Contact your child’s transplant center for more information.

Am I eligible for disability benefits if I can’t work?

It is possible that you are eligible for disability benefits if you can't work due to COVID-19. Your social worker can give you information about financial programs, what the qualifications are, and how to apply.

The federal government runs 2 of the best-known programs.

  • Social Security Disability Insurance (SSDI) is a program of the Social Security Administration (SSA). It pays a monthly cash benefit to people who are unable to work for a year or more because of a disability.
  • Supplemental Security Income (SSI) is another SSA program. Benefits are calculated based on an individual’s financial needs, not the amount of tax that they paid. SSI pays its benefits monthly. This amount may be supplemented by state or local benefits.

What are my rights as a kidney patient if my employer wants me to return to work?

There are laws to protect people with chronic conditions and illnesses from discrimination in the workplace.
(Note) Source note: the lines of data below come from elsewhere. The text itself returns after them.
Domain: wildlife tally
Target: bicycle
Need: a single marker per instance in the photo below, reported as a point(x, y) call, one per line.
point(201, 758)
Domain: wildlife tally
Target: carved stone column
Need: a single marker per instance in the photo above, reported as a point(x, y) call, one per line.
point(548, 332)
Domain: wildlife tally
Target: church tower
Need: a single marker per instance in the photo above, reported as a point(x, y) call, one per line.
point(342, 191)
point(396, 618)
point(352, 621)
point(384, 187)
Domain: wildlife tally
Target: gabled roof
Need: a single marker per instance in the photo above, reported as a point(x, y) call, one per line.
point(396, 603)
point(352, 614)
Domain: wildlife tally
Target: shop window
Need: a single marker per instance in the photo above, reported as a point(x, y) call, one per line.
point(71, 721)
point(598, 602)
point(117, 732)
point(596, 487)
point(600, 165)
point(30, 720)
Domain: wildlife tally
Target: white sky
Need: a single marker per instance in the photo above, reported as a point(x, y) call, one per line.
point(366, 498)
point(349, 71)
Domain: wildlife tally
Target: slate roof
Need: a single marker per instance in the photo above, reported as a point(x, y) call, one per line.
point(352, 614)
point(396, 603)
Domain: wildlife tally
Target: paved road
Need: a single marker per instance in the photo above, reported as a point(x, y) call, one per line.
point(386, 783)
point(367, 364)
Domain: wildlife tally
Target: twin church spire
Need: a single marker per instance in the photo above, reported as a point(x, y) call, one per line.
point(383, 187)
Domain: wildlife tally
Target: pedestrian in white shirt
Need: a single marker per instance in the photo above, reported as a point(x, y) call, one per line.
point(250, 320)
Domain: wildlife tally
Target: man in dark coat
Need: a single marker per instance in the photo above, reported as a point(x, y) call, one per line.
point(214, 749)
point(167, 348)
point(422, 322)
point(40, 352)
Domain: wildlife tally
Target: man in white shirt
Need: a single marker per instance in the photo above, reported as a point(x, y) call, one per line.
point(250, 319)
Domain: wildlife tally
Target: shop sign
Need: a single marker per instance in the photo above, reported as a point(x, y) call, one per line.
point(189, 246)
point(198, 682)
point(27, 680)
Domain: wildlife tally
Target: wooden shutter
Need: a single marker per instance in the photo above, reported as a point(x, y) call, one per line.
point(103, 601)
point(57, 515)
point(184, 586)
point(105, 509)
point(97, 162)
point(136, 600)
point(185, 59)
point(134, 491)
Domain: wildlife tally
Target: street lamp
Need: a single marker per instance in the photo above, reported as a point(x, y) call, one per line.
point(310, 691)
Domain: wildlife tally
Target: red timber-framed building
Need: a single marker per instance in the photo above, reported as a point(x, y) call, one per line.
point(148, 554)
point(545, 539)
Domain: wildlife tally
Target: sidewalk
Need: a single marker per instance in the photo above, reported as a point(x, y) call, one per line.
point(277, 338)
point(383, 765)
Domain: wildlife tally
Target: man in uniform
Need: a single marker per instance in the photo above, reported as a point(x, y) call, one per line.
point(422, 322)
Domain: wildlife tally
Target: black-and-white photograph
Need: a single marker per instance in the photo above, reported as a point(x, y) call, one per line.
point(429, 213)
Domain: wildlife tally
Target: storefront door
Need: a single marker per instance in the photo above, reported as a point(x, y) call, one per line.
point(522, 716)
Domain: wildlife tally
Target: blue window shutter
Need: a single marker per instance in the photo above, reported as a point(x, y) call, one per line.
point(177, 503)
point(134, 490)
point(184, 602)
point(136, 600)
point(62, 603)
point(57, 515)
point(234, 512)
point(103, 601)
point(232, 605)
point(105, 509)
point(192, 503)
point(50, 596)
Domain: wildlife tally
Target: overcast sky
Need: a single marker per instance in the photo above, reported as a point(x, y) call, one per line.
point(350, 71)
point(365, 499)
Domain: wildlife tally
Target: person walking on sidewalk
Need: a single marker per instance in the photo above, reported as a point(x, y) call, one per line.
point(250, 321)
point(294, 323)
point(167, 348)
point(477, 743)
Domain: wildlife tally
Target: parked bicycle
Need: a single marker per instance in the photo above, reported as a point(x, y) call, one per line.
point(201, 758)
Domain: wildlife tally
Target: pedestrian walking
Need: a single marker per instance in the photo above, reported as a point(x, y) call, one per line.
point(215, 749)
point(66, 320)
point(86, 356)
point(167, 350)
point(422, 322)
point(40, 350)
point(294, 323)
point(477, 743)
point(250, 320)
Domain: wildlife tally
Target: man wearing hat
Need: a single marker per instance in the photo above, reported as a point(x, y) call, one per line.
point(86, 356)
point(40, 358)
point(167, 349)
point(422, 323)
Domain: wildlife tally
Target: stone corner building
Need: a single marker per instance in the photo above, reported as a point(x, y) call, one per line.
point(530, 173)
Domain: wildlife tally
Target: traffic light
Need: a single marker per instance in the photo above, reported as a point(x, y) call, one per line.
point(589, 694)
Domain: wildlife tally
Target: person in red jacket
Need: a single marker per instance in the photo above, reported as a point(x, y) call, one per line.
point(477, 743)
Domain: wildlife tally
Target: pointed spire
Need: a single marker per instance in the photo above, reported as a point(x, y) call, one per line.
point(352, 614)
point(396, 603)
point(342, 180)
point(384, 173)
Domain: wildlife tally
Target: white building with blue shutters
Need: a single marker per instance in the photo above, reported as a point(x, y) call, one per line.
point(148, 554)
Your legal rights may be protected by one of the following federal acts.

Americans with Disabilities Act (ADA)

If you work for a company with 15 or more employees, the Americans with Disabilities Act (ADA) requires your employer to make any “reasonable accommodations” that you might need in order to perform your work duties.

Examples include:

  • Making parking lots, bathrooms, and work areas handicapped accessible
  • Allowing you to work from home if possible, in your current role
  • Having flexible work schedules (to schedule around dialysis treatments for example)
  • Designating a sterile area to exchange cleansing fluid bags for PD
  • Reassigning you to a less strenuous job if you request one and one is available
  • Assigning any of your non-essential tasks to other employees, at your request

The Equal Employment Opportunity Commission (EEOC) handles complaints under the ADA.

Family and Medical Leave Act (FMLA)

If you work at least 20 weeks of the year for an employer with 50 or more employees, you may qualify for the Family and Medical Leave Act (FMLA). The FMLA allows for 12 weeks of unpaid, job-protected leave for medical reasons.

If you had group health insurance coverage before taking leave, it will continue under the same terms or conditions.

Your employer can ask for medical certification stating that you have a serious illness but cannot punish you for taking leave to have surgery or begin treatment. Your spouse, children, or parents may also be eligible for FMLA leave if you need them to provide you with care or transportation.

The Department of Labor (DOL) handles complaints under FMLA.